Its land covering 510.8 acre has been more than half turned to water by the King George VI Reservoir covering, including its banks, 350 acre. Minor losses have taken belts of land on its western edge and in its southern third due to the M25 and A30 dual carriageway.

Open fields in the open field system by it were west of Moor Lane, today properties and smallholdings off Wraysbury Road. This area was subject to enclosure (privatisation) by 1649. Most of the Staines fields, however, by the church and in the south of the parish, remained worked as open fields until 1845. While these two periods of privatisation occurred, the moor itself has never been subject to an Act of Enclosure and is the only common remaining mostly green space in the borough.

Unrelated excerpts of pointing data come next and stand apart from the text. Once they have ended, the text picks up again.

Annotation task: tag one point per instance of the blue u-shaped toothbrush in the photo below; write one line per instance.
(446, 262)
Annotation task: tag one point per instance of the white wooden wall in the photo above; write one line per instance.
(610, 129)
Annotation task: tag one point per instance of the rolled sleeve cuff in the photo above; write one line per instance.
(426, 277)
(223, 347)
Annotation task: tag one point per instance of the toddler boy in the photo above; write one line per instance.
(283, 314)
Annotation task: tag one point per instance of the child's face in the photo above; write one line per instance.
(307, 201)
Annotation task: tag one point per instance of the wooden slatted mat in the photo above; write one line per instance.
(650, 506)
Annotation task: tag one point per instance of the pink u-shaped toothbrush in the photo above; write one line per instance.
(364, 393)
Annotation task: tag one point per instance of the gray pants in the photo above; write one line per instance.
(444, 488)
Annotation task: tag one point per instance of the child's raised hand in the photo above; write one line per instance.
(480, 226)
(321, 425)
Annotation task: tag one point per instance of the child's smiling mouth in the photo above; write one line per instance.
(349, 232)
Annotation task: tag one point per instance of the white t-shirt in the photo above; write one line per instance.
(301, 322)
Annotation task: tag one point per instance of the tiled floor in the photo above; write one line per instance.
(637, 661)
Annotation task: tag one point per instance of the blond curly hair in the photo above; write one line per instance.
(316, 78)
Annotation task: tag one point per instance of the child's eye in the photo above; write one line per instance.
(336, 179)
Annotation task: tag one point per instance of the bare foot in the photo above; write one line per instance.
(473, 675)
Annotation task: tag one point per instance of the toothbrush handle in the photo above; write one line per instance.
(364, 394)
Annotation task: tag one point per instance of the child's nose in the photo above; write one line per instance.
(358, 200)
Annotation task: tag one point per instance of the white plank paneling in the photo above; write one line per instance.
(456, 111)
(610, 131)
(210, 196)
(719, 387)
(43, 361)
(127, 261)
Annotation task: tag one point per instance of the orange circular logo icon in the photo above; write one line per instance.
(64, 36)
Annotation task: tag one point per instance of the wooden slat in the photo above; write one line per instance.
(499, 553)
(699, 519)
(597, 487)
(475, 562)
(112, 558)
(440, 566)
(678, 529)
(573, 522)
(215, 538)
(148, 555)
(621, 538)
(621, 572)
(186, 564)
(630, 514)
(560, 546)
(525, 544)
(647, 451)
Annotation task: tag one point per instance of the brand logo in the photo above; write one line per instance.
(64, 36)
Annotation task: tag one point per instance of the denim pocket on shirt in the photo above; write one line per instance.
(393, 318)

A rifle range was established in the 19th century and was moved to the Yeoveney land west of Moor Lane c. 1891, but it was disused by 1933.

== Land ownership and management ==
Major landowners that own land within Staines Moor SSSI include Brett Aggregates and Thames Water. Grazing activities on the moor are managed by moormasters who are elected to oversee the common land. The Association for the Preservation of Staines Moor was established in 1971 to protect the commons.